Uploaded image for project: 'MariaDB Server'
  1. MariaDB Server
  2. MDEV-33578

Replica severely lags on XA ROLLBACK when deleting rows from a non-transactional table while another table receives an INSERT inside the same XA transaction

Details

    Description

      # Use RBR, standard m/s setup
      CREATE TABLE t1 (c INT) ENGINE=MyISAM;  # Or MEMORY,Aria
      CREATE TABLE t2 (c INT);  # Engine choice does not matter
      INSERT t2 SELECT SEQ FROM seq_1_to_200000;
      XA START 'x';
      DELETE FROM t2;
      INSERT INTO t1 VALUES(1);
      XA END 'x';
      XA ROLLBACK 'x';
      SHOW WARNINGS;  # Warning: 1196: Some non-transactional changed tables couldn't be rolled back
      

      Leads to:

      11.4.0 9b1ea6904965dd345478dedd80e181ad54c767da (Optimized)

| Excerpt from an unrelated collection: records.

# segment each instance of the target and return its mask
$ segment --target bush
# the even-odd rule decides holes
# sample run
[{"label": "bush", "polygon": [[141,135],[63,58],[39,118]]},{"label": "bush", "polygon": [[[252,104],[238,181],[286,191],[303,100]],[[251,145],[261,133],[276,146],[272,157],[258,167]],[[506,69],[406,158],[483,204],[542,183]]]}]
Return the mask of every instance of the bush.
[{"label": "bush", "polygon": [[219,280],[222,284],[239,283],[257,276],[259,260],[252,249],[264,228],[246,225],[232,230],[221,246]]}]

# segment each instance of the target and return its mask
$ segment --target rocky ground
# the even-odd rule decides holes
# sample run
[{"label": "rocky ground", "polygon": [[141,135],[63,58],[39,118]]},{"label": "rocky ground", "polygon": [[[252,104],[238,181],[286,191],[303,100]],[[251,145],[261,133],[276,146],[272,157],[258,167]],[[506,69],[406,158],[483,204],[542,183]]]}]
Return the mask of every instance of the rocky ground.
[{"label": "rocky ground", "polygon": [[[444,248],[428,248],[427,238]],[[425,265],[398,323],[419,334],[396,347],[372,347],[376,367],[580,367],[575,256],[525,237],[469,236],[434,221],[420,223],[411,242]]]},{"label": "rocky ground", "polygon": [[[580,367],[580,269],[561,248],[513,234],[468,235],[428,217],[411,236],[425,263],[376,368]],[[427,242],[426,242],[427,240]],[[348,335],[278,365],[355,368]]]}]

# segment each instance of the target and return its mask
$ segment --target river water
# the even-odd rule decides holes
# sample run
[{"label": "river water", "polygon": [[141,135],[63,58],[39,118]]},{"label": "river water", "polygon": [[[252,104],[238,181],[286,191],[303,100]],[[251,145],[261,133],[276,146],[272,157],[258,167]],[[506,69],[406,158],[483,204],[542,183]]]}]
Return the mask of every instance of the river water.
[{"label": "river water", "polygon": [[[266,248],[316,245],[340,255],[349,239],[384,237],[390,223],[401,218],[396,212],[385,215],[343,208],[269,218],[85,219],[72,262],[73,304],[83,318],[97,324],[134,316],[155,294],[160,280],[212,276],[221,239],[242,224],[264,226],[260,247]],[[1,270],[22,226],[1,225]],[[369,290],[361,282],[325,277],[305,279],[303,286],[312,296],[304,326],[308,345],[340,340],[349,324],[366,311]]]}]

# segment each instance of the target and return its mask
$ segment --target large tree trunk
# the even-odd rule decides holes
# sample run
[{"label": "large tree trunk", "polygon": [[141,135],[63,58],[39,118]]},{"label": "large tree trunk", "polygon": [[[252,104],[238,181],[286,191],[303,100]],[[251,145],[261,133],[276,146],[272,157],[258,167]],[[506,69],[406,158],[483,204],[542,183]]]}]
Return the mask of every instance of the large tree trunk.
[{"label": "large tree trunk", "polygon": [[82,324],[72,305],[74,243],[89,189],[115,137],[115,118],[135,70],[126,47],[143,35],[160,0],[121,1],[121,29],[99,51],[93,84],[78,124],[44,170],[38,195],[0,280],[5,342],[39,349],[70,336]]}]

                    Slave_IO_Running: Yes
                   Slave_SQL_Running: Yes
      ...
               Seconds_Behind_Master: 1213
      ...
             Slave_SQL_Running_State: Waiting for room in worker thread event queue
      

      And

      11.4.0 9b1ea6904965dd345478dedd80e181ad54c767da (Optimized)

      2024-03-02  8:30:07 8 [Note] The slave is applying a ROW event on behalf of a DELETE statement on table t2 and is currently taking a considerable amount of time (61 seconds). This is due to the fact that it is scanning the table while looking up records to be processed. Consider adding a primary key (or unique key) to the table to improve performance.
      

      The DELETE application continues for 20+ minutes: (after which I stopped it)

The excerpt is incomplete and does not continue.